As much as Steinberg loves the city, he does occasionally come across as incredibly arrogant, which is infuriating because he is trying to make the case in this book that he really knows Chicago better than anyone else. Sure, he has been to places in the city that I will never see – the Deep Tunnel, Elks National Memorial, the Division Street Russian Baths and a bar actually called 1944 St. Louis Browns – but this book is also full of what can only be described as Steinberg’s hubris at being somehow better than others. There’s his fierce refusal to join a fraternity at Northwestern because he would rather be a GDI – “God Damn Independent.” There’s his observation on public transportation: “I didn’t own a car, so went everywhere by el train – buses weren’t an option; I felt they were beneath me.
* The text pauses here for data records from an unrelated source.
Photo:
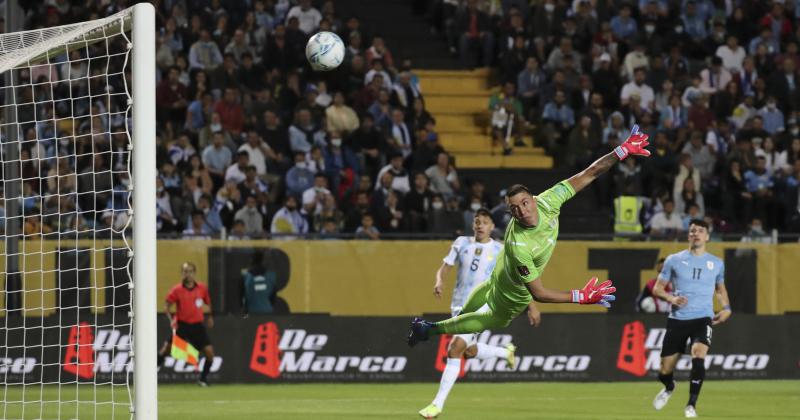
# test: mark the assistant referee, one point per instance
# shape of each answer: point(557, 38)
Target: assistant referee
point(696, 276)
point(190, 298)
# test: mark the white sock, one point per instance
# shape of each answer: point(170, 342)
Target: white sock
point(449, 377)
point(486, 351)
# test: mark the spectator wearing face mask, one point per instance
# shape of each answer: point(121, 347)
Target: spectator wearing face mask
point(299, 178)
Poor people took buses.” And there’s his lack of interest that his first son was going to be delivered in Evanston and not within the city limits. “Then,” writes Steinberg, “he could always say ‘I was born in Chicago’ – something that his father could never claim.”

However, the biggest weakness is that Steinberg does not confront the specter of racism much at all in You Were Never in Chicago. It’s no secret that inter- and intra-race conflicts have always been issues in Chicago. Racism and intolerance are widespread in the US and Chicago has its own versions, some due to sheer bigotry of one group towards another and other forms as a mechanism of resistance from those who had settled in Chicago first, but did not want to extend the same privilege to new arrivals.

Steinberg makes a brief comment on racism, which he chronicles during his visit to Visitation Parish on the South Side of Chicago with Ed McElroy, remarking, “Race is the major consideration in Chicago – well, race and money – the twin electrical charges that hold our universe together.” Steinberg also talks about intolerance earlier in the book, but it really just comes across as lip service and again, like other places in the book, he finds a way to paint hostility towards new arrivals in a positive light. He writes, “Though frequently inconvenienced, those who come from other places are also aided by their foreignness. As much as being from somewhere else can hold you back, at least initially, it can also help.” It seems rather convenient for Steinberg to make this summary judgment since he is part of the great American Diaspora from… Ohio.

In the end and despite its flaws, You Were Never in Chicago provides a perspective on Chicago that is rarely seen. Steinberg tackles all the stereotypes of the city from being a gangsters’ paradise to a seat of political discontent and manages to weave a tapestry of a city that almost died – repeatedly – but continues to rise. Maybe the people of Chicago are different than the rest of America. Maybe there’s something in the water that allows groups of people who never coalesce in any other place to come together and forge a common identity to ensure the survival of this city? As Steinberg emphasizes, “Nobody lives in Chicago alone.”